Access to desirable properties
Shared ownership enables you to access properties that might otherwise be out of your reach, such as new builds or homes in desirable locations.
Potential increase in property value
As you increase your share of the property, you can benefit from any increase in its value. This can be advantageous when it comes to building equity and potentially making a profit if you decide to sell in the future.
The drawbacks of shared ownership
While shared ownership has its advantages, it’s essential to consider the potential drawbacks:
Rent and additional fees
In addition to your mortgage payments, you are required to pay rent on the portion of the property you don’t own. Furthermore, you must also cover service charges and maintenance fees, which may be higher than in other types of properties.

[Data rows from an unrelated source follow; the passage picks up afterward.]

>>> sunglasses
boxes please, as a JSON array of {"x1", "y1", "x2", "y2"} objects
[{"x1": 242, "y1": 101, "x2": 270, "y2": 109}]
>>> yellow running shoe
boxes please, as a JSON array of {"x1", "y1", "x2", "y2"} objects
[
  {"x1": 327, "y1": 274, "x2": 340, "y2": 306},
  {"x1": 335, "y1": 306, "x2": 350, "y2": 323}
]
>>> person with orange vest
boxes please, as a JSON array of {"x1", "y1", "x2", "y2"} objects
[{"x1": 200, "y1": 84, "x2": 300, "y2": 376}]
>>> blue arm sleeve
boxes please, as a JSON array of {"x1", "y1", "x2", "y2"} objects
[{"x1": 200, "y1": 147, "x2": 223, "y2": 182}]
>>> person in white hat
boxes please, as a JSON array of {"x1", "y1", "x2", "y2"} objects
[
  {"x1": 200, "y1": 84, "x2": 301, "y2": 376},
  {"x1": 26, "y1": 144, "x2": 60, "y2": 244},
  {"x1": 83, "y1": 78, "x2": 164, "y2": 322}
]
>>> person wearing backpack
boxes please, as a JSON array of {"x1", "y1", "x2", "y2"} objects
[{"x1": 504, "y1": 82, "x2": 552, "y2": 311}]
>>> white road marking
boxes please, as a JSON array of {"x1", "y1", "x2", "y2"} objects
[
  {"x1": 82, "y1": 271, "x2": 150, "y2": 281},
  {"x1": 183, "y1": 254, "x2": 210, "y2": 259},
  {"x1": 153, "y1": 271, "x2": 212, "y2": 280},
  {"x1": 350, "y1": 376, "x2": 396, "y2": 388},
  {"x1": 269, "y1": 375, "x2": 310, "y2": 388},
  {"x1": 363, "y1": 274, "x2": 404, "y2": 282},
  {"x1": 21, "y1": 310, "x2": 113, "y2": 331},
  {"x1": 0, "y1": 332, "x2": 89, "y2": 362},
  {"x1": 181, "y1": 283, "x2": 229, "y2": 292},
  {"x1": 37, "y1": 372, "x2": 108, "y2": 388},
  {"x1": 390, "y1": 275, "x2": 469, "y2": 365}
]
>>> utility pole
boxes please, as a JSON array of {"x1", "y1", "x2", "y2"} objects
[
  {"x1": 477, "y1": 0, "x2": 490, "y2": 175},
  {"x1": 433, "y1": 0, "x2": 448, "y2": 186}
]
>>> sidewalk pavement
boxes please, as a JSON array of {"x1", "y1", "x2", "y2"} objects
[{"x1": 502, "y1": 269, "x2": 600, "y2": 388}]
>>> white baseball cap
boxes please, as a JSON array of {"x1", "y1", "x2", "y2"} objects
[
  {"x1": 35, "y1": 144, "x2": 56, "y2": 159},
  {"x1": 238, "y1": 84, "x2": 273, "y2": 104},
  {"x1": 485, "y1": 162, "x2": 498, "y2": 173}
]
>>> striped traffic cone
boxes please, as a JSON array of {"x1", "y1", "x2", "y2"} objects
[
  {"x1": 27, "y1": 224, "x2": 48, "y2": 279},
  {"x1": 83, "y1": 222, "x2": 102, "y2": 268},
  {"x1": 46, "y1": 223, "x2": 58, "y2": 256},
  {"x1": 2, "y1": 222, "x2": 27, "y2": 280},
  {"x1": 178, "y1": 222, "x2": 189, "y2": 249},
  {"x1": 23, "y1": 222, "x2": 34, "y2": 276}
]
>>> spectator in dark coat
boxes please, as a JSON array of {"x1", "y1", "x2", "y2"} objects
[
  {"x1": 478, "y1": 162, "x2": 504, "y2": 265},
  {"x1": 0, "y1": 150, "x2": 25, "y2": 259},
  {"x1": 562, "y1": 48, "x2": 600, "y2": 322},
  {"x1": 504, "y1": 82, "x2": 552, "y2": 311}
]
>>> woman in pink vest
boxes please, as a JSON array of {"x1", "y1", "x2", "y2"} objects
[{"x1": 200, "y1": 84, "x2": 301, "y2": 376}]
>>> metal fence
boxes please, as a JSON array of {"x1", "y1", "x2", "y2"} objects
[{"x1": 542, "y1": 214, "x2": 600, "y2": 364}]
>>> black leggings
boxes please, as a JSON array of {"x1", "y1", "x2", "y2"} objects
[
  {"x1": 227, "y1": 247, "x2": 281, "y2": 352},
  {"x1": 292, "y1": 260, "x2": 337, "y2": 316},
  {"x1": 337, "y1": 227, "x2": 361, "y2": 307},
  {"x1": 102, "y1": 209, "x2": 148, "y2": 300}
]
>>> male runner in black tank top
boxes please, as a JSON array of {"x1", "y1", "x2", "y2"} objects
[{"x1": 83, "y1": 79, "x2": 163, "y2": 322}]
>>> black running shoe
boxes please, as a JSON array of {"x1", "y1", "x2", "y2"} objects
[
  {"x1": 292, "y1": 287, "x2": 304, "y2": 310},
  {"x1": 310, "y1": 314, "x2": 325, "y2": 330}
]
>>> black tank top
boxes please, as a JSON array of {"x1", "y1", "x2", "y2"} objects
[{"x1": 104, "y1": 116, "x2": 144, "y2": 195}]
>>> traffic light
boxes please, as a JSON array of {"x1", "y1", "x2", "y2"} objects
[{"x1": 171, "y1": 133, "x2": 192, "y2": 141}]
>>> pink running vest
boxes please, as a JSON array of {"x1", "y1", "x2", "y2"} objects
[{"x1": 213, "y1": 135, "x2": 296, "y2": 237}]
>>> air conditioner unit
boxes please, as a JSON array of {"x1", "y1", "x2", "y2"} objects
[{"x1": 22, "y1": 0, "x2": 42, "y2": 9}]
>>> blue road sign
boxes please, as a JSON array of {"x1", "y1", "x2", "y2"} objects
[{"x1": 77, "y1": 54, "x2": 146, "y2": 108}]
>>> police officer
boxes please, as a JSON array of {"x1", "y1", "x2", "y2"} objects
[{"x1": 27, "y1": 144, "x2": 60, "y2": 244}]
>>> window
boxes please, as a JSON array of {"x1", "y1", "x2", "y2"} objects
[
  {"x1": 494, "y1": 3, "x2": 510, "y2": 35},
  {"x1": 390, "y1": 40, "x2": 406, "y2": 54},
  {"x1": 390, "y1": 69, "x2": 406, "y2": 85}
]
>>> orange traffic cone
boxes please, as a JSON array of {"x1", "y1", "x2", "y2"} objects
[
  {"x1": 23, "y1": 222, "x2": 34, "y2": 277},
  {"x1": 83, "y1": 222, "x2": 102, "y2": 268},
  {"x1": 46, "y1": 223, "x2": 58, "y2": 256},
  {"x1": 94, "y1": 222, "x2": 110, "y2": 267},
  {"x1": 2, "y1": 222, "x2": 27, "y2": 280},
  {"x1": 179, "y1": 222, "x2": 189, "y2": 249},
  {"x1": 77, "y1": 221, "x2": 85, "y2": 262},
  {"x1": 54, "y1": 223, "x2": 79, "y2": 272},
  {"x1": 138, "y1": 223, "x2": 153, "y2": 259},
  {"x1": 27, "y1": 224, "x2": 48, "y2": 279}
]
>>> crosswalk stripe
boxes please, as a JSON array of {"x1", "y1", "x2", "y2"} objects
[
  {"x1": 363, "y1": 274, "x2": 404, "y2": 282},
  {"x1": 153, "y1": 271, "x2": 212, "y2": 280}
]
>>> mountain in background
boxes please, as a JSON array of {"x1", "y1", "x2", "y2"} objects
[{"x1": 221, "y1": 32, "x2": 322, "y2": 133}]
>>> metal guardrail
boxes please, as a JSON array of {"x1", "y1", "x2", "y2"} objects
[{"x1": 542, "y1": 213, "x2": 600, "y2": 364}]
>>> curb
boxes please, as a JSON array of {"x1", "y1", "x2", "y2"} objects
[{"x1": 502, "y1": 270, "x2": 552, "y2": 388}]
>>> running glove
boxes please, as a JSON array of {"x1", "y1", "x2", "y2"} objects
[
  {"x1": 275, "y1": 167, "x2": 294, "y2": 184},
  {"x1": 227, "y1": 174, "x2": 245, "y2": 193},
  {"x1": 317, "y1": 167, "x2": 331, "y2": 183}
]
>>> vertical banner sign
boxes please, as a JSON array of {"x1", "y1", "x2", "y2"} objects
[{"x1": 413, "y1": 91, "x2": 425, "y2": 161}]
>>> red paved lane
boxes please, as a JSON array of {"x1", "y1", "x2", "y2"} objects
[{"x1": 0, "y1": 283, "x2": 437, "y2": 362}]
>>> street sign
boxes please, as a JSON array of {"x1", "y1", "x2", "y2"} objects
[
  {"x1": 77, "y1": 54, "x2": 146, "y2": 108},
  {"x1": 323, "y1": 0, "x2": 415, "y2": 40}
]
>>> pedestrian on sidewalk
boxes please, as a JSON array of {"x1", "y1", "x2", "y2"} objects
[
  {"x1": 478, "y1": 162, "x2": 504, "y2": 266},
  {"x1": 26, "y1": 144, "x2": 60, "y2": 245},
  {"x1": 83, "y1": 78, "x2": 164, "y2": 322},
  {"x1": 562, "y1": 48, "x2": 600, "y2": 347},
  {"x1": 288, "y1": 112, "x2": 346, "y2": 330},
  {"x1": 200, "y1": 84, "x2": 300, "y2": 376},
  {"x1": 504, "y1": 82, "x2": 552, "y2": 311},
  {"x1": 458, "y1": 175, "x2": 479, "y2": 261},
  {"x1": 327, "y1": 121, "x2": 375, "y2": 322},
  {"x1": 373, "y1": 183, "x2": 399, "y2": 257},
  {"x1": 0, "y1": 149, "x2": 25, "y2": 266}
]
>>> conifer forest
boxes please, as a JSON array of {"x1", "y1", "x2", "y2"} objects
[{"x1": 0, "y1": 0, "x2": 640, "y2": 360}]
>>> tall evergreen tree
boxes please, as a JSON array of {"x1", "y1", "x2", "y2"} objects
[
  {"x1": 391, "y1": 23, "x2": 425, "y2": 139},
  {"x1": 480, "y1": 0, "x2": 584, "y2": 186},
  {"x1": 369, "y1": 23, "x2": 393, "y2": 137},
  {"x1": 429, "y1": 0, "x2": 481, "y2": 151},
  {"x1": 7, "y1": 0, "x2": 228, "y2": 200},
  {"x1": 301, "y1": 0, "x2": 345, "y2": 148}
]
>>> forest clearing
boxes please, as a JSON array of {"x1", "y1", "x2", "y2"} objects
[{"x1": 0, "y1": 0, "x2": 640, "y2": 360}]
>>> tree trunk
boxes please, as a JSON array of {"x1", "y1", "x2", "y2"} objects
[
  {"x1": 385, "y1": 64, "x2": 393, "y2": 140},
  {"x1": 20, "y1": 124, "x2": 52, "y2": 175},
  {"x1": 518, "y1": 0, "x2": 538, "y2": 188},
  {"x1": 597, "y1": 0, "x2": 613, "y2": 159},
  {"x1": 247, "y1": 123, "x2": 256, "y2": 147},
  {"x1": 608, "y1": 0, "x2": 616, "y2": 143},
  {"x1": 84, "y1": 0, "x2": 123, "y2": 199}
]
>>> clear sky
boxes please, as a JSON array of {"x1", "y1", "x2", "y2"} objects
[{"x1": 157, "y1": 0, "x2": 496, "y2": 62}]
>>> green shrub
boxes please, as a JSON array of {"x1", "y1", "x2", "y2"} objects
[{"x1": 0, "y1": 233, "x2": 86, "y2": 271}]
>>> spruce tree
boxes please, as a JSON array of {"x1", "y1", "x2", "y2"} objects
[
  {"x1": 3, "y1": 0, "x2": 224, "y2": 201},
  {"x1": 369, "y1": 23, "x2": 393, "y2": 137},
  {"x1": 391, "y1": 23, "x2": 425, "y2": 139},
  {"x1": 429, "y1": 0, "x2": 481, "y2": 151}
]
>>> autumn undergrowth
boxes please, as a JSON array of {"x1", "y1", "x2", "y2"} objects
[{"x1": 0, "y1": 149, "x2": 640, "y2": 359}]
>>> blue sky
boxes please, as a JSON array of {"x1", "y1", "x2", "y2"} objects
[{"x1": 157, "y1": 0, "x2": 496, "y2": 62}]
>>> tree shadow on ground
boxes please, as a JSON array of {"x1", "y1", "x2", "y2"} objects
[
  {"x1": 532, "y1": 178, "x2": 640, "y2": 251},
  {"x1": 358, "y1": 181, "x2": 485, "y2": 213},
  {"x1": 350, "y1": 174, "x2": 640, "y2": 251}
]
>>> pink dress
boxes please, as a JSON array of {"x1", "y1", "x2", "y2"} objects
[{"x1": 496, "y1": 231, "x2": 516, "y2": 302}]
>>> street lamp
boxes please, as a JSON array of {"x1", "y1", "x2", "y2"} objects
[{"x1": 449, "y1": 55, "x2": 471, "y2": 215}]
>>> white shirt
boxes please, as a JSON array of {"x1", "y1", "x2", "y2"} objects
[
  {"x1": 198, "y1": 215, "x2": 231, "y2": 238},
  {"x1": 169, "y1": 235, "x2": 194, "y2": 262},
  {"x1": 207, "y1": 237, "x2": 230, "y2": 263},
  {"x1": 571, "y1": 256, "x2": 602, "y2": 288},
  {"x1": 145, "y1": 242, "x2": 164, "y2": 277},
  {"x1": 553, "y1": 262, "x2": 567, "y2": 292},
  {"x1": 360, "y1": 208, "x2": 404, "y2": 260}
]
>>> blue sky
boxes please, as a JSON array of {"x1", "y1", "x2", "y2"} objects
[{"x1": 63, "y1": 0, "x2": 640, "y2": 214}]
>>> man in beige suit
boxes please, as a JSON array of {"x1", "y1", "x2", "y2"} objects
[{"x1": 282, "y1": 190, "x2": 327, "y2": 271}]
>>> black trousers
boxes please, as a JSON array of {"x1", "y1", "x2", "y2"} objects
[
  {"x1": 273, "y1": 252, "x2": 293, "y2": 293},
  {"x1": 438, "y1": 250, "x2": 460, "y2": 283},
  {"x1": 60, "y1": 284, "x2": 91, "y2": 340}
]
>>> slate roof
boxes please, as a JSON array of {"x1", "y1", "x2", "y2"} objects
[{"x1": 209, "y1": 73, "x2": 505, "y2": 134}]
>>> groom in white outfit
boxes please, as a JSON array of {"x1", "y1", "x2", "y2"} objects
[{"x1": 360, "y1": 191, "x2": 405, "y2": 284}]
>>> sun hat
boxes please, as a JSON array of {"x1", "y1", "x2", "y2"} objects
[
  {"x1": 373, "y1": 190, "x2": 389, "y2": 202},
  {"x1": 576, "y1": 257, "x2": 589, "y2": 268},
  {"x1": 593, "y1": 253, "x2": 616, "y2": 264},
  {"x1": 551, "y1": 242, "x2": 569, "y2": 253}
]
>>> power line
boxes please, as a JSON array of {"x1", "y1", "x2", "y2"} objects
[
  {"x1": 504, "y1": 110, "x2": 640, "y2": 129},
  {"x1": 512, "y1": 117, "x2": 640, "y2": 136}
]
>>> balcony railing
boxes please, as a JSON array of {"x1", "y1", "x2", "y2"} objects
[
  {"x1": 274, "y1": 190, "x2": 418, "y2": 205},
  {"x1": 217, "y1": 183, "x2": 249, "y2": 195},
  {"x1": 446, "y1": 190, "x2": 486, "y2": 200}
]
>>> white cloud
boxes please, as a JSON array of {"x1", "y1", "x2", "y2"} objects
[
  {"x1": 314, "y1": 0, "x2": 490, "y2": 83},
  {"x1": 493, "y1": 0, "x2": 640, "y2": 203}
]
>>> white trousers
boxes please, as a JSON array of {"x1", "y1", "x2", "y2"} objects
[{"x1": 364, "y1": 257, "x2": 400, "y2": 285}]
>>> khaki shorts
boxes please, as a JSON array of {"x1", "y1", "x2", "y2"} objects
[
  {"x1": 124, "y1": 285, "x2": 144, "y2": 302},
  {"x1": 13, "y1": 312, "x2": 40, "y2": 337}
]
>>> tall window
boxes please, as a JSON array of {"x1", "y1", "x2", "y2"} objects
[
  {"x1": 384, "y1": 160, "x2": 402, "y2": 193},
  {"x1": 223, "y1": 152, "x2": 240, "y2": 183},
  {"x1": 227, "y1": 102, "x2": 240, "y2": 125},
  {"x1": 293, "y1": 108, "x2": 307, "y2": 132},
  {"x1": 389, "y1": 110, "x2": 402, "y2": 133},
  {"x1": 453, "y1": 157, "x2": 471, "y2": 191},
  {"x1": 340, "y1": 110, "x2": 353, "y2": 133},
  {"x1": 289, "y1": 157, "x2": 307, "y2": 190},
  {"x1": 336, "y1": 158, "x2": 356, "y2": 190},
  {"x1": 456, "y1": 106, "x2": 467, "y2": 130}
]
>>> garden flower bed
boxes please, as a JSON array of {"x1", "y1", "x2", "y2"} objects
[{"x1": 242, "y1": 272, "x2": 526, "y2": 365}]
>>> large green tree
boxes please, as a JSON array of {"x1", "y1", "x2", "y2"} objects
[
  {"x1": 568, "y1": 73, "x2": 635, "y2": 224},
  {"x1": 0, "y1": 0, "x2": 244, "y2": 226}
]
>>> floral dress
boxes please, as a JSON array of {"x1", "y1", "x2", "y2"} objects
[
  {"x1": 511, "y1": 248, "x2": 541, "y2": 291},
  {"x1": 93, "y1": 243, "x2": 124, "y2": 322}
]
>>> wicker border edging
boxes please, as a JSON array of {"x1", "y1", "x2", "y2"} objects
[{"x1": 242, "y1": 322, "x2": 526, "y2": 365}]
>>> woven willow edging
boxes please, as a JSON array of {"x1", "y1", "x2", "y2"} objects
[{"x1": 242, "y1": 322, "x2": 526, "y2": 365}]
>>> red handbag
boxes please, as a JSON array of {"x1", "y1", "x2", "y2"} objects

Limited control over the property
As a shared owner, you may have less control over the property compared to owning it outright. Certain restrictions may apply when it comes to making alterations or improvements.
Potential fees for buying or selling shares
If you decide to buy more shares in the property or sell your existing share, you may be required to pay fees to the housing association or developer.
You will need to have enough savings for a deposit and other upfront costs, such as legal fees and survey fees.
Secure a mortgage for your share of the property
Once your application for shared ownership is approved, you will need to secure a mortgage for your share of the property.